The words "opt-out" are often seen in the context of United States Medicare. Naturally, since this is a government program, the words mean three very different things. The Medicare bureaucracy and the goo goos in academia and government who are "here to help" try to do everything they can to confuse taxpayers so you will feel dependent on them.
The good or at least most common meaning of opt out in Medicare refers to providers, mostly doctors. A very low percentage of doctors who had initially signed up to "accept assignment" of patients with Medicare when they left medical school then later opt out. Non-participating physicians also drop out (a future post will explain the difference between participating -- accepting assignment -- and non participating). An increasing number of providers are doing this for philosophical reasons (see the United States Medicare death panel debate) but the most common reason is business; United States Medicare fee for service rates are well below market levels.
The bad or at least very uncommon meaning of the term opt out in relation to United States Medicare refers to an eligible senior choosing not to join Original Medicare. Again this is typically for some kind of survivalist philosophical reason but sometimes not joining also makes financial sense. You can opt out if you want but it also typically means you cannot collect Social Security. (I might post about this sometime but the whole discussion is beyond weird and applies to very few people even when legitimate.)

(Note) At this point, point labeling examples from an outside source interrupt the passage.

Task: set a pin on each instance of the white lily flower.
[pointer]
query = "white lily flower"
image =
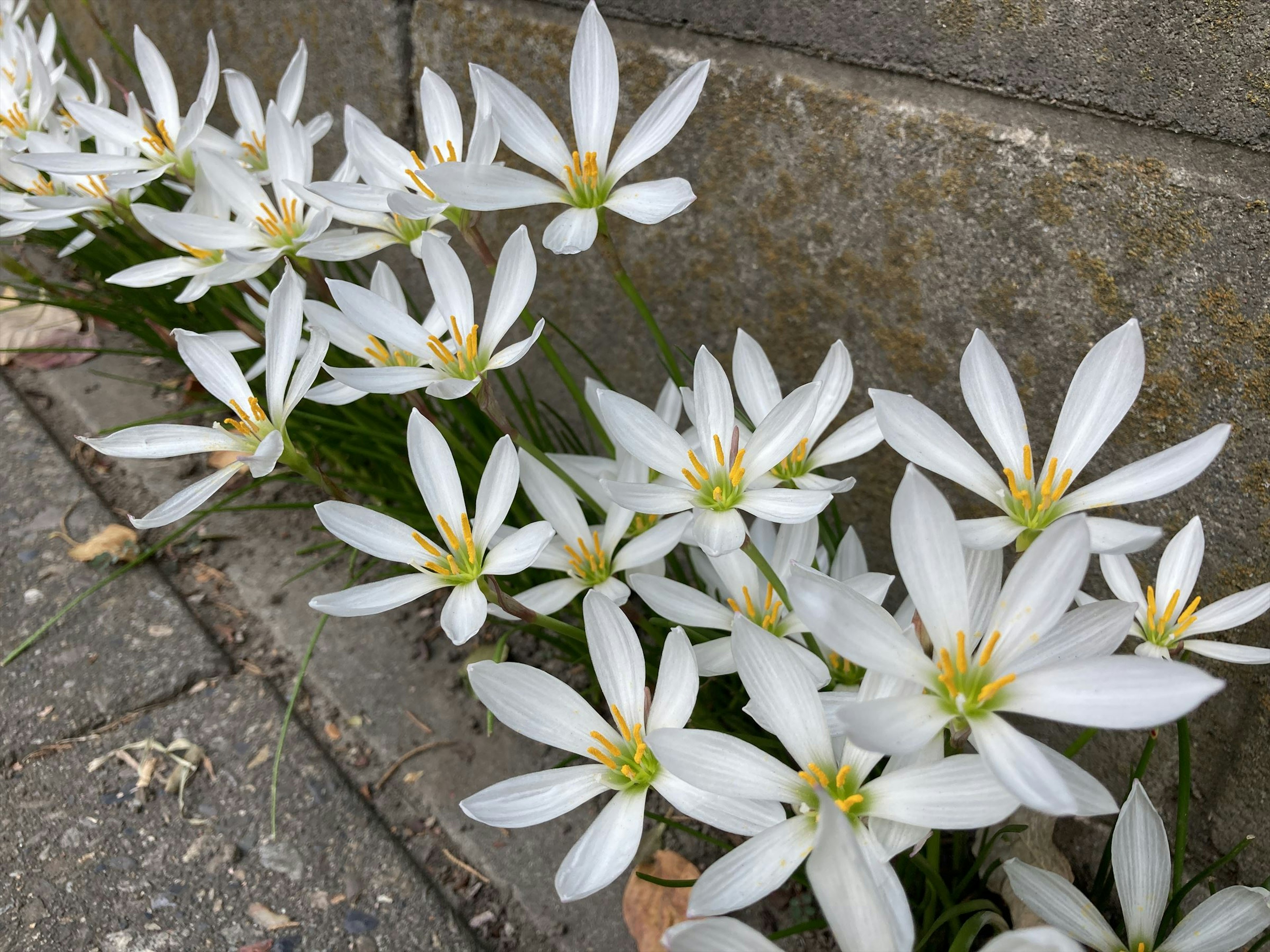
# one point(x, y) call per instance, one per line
point(1032, 657)
point(1140, 857)
point(258, 436)
point(743, 592)
point(715, 935)
point(586, 181)
point(461, 560)
point(252, 134)
point(760, 393)
point(1166, 624)
point(592, 558)
point(1036, 493)
point(143, 145)
point(414, 357)
point(859, 892)
point(534, 704)
point(717, 484)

The ugly meaning of the term opt out in the context of United States Medicare is what prompts me to write this post. Opt out has been used by opponents of the public Part C Medicare Advantage health plan program. Sometimes it's looney lefties using the term this way but most often I see "opt out" in context of skilled nursing facility (SNF) benefits and I have seen and heard it often from SNF managers. I cannot confirm with data that this is a common SNF business practice but I would not be surprised. For example, it is not accurate to write (as this SNF executive did recently):
"Enrollment in (public Part C) plans means the individual is opting out of original Medicare."
No one on Original Medicare opts out of it. As the SNF propaganda article from which the quote was taken says right above this sentence, a person on Medicare cannot have a public Part C plan without first signing up for Original Medicare Parts A and B. Everyone on Medicare is in Original Medicare. That includes (see image) the very few just on Part A (2% or so), or just Part B (less than a percent), or A and B and retiree insurance (around 35%; some retiree insurance may not require B and some pay for B), or A and B and Part C (the roughly 30% on Medicare Advantage or other C supplements), or A and B with a private Medigap plan usually with a standalone Part D self-administered drug plan (around 20%), or those with A plus "free" or almost free B and Medicaid (15%).
You could say people who choose Part C are "opting out" of traditional fee for service Medicare by choosing a public Part C managed-care health plan. But the better way of expressing the choice is managed, highly networked insurance (make sure your doctor accepts) vs. unmanaged, totally free-to-choose insurance (especially important to snow birds). This is not much different than the choice most of us who received insurance through an employer our whole working lives have been making for 30 years.